Un messaggio ribadito nuovamente dal tifo organizzato della gradinata Sud, attraverso uno striscione “Anche se oggi non ci vediamo, nulla è cambiato. Lunedì fuori i c…” posizionato proprio nei pressi del “Mugnaini” di Bogliasco, dove quindici giorni fa la pesante contestazione prima della sfida con l’Avellino aveva in qualche modo dato una scossa alla squadra, vittoriosa poi coi campani per 2-1.
In conferenza stampa, Attilio Lombardo ha fatto il punto della situazione dopo due settimane senza gare ufficiali: “E’ una partita estremamente importante, una tappa fondamentale per il nostro futuro: i ragazzi hanno lavorato bene e forte, mettendo in primis benzina nelle gambe e provando anche diverse situazioni di gioco. Ho percepito fatica in questi giorni e penso che lavorare nella fatica ti permetta di avere poi una certo tipo lucidità all’interno dei novanta minuti. Cuore, voglia e determinazione devono accompagnarci da qui fino all’8 maggio, bisogna tenere la centralina accesa e tirare fuori le palle!”
Probabile la conferma del 4-2-3-1 visto contro l’Avellino, ma restano ancora diversi i dubbi sugli uomini da schierare dal primo minuto: “Abbiamo le idee chiare, rientrano però i giocatori dalle nazionali e cercheremo di fare le scelte più opportune: Albildgaard è recuperato, mentre Henderson farà un nuovo test domani dopo la ricaduta di giovedì. L’idea è anche quella di pescare qualcuno che in passato non ha giocato molto, io in primis devo avere coraggio per poterlo poi trasmettere alla squadra”.
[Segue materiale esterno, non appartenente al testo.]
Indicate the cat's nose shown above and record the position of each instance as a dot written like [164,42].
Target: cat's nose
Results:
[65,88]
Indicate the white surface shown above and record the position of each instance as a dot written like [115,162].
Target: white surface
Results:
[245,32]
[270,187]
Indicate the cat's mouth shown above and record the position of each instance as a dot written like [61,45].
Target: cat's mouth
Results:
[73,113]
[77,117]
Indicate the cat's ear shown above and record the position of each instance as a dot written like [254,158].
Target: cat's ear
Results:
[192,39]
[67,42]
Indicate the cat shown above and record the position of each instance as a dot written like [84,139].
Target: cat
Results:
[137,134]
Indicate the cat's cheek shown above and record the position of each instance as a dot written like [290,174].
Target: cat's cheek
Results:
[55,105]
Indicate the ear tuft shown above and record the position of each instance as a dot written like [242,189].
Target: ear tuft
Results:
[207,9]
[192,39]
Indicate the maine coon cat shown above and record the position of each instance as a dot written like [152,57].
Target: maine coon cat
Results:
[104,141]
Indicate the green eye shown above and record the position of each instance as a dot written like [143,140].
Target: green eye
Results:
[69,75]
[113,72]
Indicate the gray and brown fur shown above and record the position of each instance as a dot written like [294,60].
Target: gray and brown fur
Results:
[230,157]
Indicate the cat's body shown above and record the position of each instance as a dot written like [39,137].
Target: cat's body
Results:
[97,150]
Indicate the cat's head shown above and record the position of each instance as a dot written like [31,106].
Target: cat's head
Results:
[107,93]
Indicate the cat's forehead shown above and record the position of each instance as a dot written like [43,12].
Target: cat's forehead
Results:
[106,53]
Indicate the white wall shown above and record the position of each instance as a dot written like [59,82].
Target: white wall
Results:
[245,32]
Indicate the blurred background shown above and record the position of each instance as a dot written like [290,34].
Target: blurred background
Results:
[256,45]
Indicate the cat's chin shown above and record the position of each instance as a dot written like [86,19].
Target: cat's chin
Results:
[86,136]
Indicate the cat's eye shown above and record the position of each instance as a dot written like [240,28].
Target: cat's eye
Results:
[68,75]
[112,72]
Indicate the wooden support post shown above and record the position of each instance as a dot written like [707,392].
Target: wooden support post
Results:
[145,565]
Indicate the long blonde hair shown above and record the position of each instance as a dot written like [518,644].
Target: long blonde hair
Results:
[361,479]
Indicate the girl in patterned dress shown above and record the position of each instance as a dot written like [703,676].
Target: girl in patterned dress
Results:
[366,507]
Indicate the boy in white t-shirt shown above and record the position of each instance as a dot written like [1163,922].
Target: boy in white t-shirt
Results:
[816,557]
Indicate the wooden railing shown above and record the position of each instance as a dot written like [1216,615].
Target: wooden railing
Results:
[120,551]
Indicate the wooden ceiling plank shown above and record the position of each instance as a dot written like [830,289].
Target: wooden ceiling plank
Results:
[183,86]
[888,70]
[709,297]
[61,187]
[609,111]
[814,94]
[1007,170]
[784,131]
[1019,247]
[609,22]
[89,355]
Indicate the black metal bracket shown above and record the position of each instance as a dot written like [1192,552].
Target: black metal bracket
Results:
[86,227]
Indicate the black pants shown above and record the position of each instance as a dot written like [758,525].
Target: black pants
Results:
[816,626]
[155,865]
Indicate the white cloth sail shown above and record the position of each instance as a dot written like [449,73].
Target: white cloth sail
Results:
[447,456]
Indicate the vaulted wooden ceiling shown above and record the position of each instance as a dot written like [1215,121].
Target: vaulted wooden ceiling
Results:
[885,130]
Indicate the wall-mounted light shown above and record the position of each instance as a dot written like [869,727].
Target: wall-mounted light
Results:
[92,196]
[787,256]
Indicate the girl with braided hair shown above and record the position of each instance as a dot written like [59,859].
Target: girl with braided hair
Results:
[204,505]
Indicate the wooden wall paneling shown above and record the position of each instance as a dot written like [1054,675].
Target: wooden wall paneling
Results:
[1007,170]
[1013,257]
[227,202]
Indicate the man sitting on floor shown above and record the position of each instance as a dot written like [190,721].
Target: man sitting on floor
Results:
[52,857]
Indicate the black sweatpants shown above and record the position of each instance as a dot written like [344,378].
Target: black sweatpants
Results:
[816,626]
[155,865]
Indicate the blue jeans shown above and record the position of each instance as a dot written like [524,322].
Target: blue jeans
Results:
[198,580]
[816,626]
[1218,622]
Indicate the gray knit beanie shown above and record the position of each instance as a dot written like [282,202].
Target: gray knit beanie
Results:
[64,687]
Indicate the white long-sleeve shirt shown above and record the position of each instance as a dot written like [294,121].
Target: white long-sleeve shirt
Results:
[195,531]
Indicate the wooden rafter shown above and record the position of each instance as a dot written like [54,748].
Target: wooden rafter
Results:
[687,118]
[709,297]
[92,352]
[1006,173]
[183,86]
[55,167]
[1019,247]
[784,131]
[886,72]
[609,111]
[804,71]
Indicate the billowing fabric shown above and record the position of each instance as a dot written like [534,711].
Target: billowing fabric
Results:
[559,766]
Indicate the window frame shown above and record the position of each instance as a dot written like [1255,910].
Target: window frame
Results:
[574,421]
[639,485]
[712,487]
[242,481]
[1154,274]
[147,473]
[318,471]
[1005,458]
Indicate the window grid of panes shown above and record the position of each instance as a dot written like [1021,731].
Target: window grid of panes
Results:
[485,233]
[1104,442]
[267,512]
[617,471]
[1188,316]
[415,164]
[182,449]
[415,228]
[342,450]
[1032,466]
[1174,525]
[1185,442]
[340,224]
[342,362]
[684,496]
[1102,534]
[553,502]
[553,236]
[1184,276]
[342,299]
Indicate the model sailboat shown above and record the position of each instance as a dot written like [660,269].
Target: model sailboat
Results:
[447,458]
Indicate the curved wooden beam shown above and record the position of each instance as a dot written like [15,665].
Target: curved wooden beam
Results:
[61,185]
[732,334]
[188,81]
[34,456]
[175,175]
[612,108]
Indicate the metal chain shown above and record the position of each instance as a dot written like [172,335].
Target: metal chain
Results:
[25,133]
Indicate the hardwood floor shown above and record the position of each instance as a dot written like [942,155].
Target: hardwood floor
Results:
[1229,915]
Su Coda ed Esposito: “Massimo avrà un’occasione, ha una certà età ma il fiuto del gol rimane: proprio per questo deve giocare vicino alla porta, senza portarlo lontano da quella zona calda dove è abituato a stare. Salvatore invece deve rimanere sereno e imparare a giocare a due tocchi, altrimenti rischia di fare fatica”.
Inevitabile un commento sulla disfatta dell’Italia, ko in Bosnia e ancora fuori dai Mondiali: “Sinceramente non me l’aspettavo, è una delusione che fa male, mi dispiace anche per Gattuso e il suo staff. E’ evidente però che il nostro movimento sia indietro rispetto ad altri paesi, troppi pochi giovani giocano in A e in B e così diventa difficile far crescere la Nazionale. Mancini di nuovo CT? Me lo auguro, ha mancato un mondiale e penso che sia giusto ridargli l’occasione per riprenderselo. A Roberto piacerebbe tornare in azzurro, ma sono convinto che sarebbe contento anche di tornare alla Samp. Lombardo invece sta bene qui, l’idea è di chiudere la carriera proprio a Genova”.